As for the article, I suspect we have a surface catalytic effect here, and it takes a few cycles to open up that surface area.
knock on consequences…
+ ‘Biochar’ advocates are promoting ‘targets’ which would require the use of 500 million hectares or more of land to be used for producing charcoal plus energy. Industrial monocultures of fast growing trees and other feedstocks for the pulp and paper industry and for agrofuels are already creating severe social and environmental impacts which worsen climate change. This very large new demand for ‘biochar’ would greatly exacerbate these problems.
+ There is a risk that ‘biochar’ could in future be used to promote the development of genetically engineered (GE) tree varieties specifically engineered for ‘biochar’ production or to try and extend the range of fast-growing trees, both of which could have very serious ecological impacts.
+ There is no consistent evidence that charcoal can be relied upon to make soil more fertile. Industrial charcoal production at the expense of organic matter needed for making humus could have the opposite results.
+ Combinations of charcoal with fossil fuel-based fertilisers made from scrubbing coal power plant flue gases are being promoted as ‘biochar’, and those will help to perpetuate fossil fuel burning as well as emissions of nitrous oxide, a powerful greenhouse gas.
+ The process for making charcoal and energy (pyrolysis) can result in dangerous soil and air pollution.

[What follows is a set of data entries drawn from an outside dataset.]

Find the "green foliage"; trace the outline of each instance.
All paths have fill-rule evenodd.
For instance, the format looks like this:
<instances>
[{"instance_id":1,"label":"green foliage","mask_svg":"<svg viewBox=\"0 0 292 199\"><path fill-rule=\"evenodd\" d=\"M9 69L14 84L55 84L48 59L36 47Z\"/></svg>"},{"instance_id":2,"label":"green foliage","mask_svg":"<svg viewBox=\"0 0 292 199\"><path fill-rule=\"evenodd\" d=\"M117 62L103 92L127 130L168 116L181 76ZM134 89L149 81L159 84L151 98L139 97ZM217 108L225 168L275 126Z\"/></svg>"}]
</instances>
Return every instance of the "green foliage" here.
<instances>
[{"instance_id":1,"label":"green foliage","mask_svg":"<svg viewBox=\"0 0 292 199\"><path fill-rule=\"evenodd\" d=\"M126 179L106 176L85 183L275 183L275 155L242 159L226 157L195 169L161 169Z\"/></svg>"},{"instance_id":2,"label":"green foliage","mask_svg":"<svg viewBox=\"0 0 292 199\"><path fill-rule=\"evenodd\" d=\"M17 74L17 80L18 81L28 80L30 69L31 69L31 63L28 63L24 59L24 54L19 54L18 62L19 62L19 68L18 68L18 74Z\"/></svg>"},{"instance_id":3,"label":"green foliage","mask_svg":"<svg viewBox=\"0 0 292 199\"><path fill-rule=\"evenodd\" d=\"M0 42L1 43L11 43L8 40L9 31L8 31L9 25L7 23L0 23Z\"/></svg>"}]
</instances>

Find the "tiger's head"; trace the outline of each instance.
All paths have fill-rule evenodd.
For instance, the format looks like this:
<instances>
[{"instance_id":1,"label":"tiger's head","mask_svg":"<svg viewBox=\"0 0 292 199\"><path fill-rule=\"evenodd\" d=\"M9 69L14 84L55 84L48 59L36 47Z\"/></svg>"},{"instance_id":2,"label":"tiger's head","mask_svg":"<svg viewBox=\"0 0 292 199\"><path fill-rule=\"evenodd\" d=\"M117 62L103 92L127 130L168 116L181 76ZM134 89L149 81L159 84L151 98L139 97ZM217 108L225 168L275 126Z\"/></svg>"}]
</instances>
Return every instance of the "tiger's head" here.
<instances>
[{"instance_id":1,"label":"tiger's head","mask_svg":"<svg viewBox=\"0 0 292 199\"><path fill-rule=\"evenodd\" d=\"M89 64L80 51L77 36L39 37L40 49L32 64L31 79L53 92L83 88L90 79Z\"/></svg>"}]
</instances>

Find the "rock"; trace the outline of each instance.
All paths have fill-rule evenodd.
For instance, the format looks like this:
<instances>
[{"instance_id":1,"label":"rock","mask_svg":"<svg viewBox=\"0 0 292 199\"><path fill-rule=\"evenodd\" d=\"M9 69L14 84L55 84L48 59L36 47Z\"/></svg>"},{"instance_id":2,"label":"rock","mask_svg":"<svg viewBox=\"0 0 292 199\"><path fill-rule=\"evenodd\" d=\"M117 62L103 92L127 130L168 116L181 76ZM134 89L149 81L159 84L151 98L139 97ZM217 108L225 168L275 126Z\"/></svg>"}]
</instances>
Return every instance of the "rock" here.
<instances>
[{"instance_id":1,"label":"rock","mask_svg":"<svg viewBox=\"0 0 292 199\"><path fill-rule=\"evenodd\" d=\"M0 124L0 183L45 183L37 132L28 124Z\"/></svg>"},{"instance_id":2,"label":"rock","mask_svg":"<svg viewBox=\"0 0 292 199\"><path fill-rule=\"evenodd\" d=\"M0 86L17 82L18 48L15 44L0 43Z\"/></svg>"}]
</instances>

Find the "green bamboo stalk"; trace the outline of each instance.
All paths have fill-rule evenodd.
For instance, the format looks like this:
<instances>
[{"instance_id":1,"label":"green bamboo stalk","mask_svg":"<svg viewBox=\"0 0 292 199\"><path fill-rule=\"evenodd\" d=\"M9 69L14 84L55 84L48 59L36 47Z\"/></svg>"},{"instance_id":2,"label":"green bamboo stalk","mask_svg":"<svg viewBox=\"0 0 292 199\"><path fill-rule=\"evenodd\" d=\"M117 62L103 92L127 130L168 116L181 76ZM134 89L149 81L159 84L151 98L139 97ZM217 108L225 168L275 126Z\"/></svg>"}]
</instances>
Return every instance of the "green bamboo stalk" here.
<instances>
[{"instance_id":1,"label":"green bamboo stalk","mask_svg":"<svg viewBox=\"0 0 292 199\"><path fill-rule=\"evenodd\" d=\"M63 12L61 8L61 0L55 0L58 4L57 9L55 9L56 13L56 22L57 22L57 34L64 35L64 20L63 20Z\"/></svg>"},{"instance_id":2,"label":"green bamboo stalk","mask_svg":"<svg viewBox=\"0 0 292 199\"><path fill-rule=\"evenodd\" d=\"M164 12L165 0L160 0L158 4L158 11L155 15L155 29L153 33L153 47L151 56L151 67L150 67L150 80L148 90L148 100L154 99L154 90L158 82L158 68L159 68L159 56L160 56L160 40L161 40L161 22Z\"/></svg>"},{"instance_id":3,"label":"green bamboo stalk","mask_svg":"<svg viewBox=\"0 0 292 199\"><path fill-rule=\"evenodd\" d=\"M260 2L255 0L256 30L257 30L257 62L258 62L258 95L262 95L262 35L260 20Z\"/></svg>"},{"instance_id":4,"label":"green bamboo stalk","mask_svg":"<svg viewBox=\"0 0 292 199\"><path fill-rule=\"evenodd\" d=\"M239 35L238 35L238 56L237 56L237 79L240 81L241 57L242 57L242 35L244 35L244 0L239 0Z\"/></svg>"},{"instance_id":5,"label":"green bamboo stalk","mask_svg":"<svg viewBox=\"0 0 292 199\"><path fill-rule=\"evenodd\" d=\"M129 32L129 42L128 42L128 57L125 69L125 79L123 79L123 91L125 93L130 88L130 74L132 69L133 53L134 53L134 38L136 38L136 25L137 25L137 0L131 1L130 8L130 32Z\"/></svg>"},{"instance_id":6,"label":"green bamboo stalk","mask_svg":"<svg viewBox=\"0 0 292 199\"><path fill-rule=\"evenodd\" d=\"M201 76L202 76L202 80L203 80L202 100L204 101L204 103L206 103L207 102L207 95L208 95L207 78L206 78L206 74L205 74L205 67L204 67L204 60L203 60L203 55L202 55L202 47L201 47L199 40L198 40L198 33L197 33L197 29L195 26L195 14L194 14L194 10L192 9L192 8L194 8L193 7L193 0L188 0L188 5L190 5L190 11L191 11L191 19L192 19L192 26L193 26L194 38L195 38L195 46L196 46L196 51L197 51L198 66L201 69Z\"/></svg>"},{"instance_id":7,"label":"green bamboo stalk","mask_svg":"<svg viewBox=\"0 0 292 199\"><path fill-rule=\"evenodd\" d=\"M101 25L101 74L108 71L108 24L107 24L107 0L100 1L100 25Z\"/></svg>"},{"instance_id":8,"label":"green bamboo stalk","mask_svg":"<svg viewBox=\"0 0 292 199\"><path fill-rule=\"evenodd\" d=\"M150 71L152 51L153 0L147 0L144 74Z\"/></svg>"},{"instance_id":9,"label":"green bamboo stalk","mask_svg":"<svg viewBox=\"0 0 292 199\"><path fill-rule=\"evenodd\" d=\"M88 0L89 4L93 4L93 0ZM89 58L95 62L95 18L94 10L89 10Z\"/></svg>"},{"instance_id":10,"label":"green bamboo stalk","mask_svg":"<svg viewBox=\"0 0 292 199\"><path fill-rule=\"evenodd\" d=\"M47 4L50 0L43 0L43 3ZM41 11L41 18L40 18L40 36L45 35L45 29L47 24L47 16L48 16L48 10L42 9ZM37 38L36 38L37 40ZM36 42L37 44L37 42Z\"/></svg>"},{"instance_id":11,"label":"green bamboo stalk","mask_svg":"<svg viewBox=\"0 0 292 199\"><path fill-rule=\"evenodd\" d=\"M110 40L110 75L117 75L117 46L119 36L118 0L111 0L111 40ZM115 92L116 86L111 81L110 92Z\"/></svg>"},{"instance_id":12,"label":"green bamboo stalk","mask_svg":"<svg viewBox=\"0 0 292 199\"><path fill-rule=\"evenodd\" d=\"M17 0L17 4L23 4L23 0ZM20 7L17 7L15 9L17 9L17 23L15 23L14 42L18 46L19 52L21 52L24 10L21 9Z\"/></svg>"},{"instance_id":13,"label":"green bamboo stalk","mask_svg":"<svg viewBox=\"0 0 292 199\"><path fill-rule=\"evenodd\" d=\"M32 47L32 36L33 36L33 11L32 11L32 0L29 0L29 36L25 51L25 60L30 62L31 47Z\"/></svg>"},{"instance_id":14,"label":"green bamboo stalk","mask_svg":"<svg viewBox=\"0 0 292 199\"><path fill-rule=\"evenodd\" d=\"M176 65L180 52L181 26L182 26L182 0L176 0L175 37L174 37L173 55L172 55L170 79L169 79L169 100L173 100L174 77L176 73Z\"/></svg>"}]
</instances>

source: http://www.regenwald.org/international/englisch/news.php?id=1226
We got into this mess one coal fire/driven mile/factory at a time, if we get out of it again it will be one wind farm/solar farm/biochar acre at a time. Why does everybody assume that there can only ever be one solution? 500 million hectares, fine, why do we have to do it all at once? Why does it have to all be in the same place? Why not simply start off with agricultural waste?
There is a risk re. GM. Talk about borrowing trouble, we haven’t got biochar farming yet. Eventually the sun will go red giant, why bother at all?
Who says it makes soil more fertile? I didn’t, and I didn’t really care, it was about burying carbon.
Fine, so educate people. There is no point burying the stuff if we are just going to dig it up again in a different form.
And other forms of geoengineering treat the symptoms and mask the problem, so for example the oceans continue to acidify.
So of all your knock on consequences the only real one is monocultures and the scale of the problem. And only if you try to solve the problem in one stroke.